Cette décision a été motivée, a expliqué le président de la Commission de la Cédéao, Jean -Claude Kassi Brou, par « les pas importants franchis par les autorités maliennes sur la voie du retour à une situation constitutionnelle ».
Quelques jours avant la réunion du 61e sommet de la Cédéao à Accra, le gouvernement malien de transition a présenté quelques jours auparavant à la classe politique et aux acteurs de la société civile, les dates des différentes échéances électorales (présidentielle, référendaire et législatives).
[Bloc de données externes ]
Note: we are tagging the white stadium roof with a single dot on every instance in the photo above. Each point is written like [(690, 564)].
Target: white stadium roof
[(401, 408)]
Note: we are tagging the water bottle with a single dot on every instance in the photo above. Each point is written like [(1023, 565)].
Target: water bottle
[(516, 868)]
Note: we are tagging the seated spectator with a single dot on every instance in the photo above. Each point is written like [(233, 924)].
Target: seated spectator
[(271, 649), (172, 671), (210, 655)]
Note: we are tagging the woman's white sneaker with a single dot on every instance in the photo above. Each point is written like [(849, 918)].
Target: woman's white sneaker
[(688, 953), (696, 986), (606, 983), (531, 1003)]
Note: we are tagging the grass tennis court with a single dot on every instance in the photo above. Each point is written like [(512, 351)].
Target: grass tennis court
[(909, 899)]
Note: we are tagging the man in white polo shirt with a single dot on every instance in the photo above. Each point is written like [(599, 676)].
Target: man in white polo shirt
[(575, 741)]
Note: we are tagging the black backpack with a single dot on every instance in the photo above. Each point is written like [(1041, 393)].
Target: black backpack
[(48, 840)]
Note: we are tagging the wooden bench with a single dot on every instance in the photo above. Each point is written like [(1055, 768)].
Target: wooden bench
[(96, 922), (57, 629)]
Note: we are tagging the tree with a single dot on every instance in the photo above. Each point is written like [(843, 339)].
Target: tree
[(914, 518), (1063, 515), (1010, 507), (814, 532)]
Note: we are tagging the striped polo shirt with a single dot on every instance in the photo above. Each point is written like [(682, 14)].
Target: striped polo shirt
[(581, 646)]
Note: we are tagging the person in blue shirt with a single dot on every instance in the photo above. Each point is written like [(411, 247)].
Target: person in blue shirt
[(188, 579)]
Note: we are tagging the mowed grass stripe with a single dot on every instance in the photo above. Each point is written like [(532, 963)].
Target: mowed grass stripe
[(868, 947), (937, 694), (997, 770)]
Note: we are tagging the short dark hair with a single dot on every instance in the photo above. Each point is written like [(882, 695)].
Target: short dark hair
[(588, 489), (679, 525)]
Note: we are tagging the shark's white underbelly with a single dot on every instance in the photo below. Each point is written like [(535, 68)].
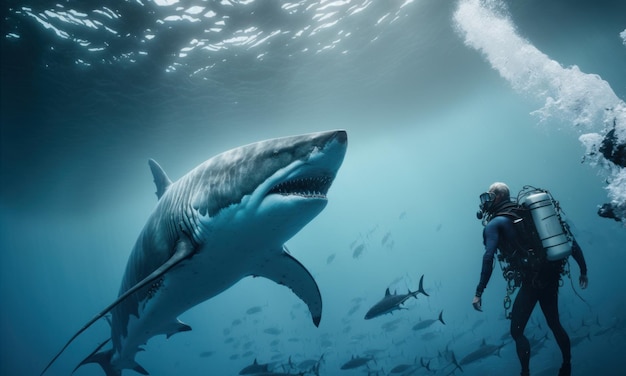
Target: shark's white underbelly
[(205, 275)]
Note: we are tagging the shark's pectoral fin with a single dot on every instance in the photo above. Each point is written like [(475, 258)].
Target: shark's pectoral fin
[(176, 327), (184, 248), (286, 270)]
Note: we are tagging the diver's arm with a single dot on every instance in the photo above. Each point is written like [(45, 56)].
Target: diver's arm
[(490, 237), (577, 254)]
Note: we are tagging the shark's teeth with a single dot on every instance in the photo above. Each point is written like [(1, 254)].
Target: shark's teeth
[(315, 187)]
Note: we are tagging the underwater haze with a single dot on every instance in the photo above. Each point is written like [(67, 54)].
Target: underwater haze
[(439, 98)]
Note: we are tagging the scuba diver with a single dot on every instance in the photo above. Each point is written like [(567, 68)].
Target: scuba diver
[(537, 276)]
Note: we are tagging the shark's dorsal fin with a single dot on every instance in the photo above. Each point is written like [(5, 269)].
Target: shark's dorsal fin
[(184, 249), (160, 178), (286, 270)]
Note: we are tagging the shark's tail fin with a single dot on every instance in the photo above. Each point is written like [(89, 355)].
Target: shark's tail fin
[(103, 358), (441, 317)]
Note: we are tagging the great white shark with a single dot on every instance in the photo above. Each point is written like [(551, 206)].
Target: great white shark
[(392, 302), (226, 219)]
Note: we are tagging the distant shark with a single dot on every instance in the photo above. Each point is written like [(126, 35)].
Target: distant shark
[(226, 219), (392, 302)]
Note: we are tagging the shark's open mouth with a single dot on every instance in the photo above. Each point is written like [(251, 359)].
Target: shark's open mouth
[(314, 187)]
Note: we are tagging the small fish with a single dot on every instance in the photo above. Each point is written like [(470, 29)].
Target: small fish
[(356, 362), (254, 368)]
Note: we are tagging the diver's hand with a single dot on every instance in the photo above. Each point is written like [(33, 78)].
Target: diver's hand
[(477, 303), (584, 281)]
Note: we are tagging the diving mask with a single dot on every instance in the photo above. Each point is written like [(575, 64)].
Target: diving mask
[(486, 202)]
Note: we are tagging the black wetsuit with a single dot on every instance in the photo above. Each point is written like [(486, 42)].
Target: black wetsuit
[(539, 285)]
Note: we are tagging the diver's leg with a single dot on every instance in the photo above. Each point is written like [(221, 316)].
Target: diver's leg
[(522, 308), (549, 303)]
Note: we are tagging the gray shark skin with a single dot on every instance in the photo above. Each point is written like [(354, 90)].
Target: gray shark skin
[(392, 302), (226, 219)]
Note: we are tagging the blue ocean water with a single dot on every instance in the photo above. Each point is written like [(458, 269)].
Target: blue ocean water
[(439, 99)]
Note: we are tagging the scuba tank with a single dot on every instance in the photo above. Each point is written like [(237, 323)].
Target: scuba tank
[(553, 232)]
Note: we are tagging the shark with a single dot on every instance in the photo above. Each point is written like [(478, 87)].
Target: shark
[(226, 219), (392, 302), (426, 323)]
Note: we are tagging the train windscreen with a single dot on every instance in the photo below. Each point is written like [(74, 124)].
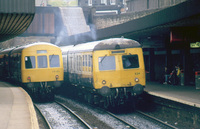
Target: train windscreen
[(42, 61), (107, 63), (54, 61), (30, 62), (130, 61)]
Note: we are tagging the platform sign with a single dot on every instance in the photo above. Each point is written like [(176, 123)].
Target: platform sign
[(195, 45)]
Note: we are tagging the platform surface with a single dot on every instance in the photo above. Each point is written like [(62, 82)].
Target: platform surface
[(184, 94), (16, 108)]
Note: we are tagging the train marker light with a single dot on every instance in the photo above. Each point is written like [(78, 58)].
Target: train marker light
[(136, 80), (56, 77), (29, 78), (103, 82)]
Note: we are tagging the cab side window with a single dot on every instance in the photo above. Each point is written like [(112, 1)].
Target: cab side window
[(54, 61), (42, 61), (29, 62)]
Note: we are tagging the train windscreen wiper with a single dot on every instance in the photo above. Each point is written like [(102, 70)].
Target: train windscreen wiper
[(103, 58)]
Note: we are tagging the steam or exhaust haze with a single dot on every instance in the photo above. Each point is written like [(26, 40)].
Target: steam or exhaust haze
[(75, 26)]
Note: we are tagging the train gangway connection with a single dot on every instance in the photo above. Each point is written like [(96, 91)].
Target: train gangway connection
[(16, 108)]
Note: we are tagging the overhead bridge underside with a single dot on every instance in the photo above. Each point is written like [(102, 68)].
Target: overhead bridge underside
[(15, 17), (13, 24)]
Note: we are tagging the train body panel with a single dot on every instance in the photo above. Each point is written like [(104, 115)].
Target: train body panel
[(38, 67), (114, 75), (46, 61)]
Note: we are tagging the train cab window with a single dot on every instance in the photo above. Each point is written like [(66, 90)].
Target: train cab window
[(54, 61), (30, 62), (130, 61), (107, 63), (42, 61)]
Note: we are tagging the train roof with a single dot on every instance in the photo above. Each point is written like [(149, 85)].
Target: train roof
[(19, 49), (107, 44), (33, 44)]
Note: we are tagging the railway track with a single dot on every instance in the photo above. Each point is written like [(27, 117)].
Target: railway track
[(86, 116), (120, 122), (59, 116), (43, 117)]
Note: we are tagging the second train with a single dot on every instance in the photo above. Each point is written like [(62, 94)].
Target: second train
[(108, 72)]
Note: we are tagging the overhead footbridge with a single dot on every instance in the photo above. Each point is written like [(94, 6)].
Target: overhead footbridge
[(15, 17)]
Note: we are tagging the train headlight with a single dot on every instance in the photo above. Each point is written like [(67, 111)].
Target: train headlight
[(104, 82), (29, 78), (56, 77), (136, 80)]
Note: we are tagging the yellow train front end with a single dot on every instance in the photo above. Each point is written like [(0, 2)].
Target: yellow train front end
[(119, 75), (42, 69)]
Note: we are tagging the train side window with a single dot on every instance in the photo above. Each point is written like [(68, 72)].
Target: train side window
[(30, 62), (107, 63), (130, 61), (54, 61), (42, 61)]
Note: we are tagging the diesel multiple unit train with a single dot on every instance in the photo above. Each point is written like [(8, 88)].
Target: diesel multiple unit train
[(38, 67), (108, 72)]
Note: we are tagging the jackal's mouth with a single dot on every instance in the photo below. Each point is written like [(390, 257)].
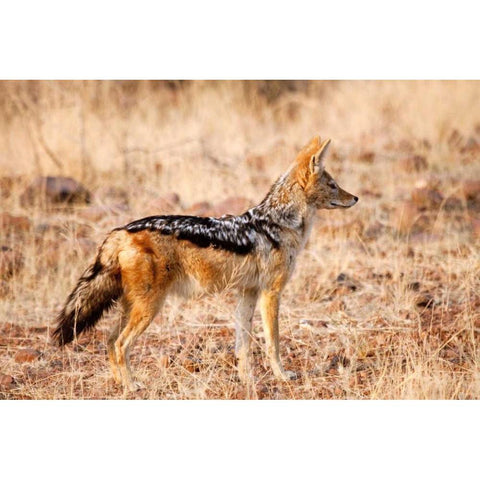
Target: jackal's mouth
[(341, 205)]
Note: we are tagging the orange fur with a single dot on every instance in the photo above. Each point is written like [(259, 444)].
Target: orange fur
[(143, 266)]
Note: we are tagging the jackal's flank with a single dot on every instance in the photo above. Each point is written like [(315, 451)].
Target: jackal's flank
[(253, 253)]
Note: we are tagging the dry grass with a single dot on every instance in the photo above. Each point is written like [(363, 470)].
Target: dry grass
[(403, 322)]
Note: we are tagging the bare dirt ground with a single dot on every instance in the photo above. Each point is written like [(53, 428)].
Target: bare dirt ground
[(384, 303)]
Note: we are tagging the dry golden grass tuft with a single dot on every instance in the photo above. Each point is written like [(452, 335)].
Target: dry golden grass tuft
[(385, 299)]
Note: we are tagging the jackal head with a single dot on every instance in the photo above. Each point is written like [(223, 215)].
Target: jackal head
[(321, 190)]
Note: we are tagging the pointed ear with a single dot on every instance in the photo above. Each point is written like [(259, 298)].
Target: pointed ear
[(316, 161)]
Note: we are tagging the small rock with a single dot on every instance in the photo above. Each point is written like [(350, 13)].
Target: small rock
[(424, 300), (367, 157), (165, 204), (415, 286), (6, 381), (471, 145), (404, 217), (475, 225), (26, 355), (471, 190), (4, 288), (414, 163), (54, 190), (11, 261), (345, 281), (163, 361)]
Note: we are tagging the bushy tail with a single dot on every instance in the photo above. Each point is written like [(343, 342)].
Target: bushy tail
[(96, 291)]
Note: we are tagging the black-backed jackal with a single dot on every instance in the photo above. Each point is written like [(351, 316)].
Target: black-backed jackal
[(254, 253)]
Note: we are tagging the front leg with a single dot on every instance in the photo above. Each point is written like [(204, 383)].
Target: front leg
[(269, 307), (243, 335)]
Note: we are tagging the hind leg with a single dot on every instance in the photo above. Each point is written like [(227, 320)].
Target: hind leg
[(141, 315), (112, 356), (243, 335), (145, 278)]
Le référendum est prévu pour le mois de mars 2023, l’élection des conseillers des collectivités territoriales pour juin 2023, tandis que les premier et deuxième tours de l’élection des députés à l’Assemblée nationale sont respectivement programmés en octobre et novembre 2023. La présidentielle devrait quant à elle, se tenir en février 2024.
Le chronogramme des réformes politiques et institutionnelles prévoit l’élaboration et la validation, entre juin 2022 à mai 2023, de l’avant-projet de la nouvelle Constitution par le Conseil des ministres. Le Mali a été le théâtre de deux changements anticonstitutionnels en moins d’un an en août 2020 et mai 2021.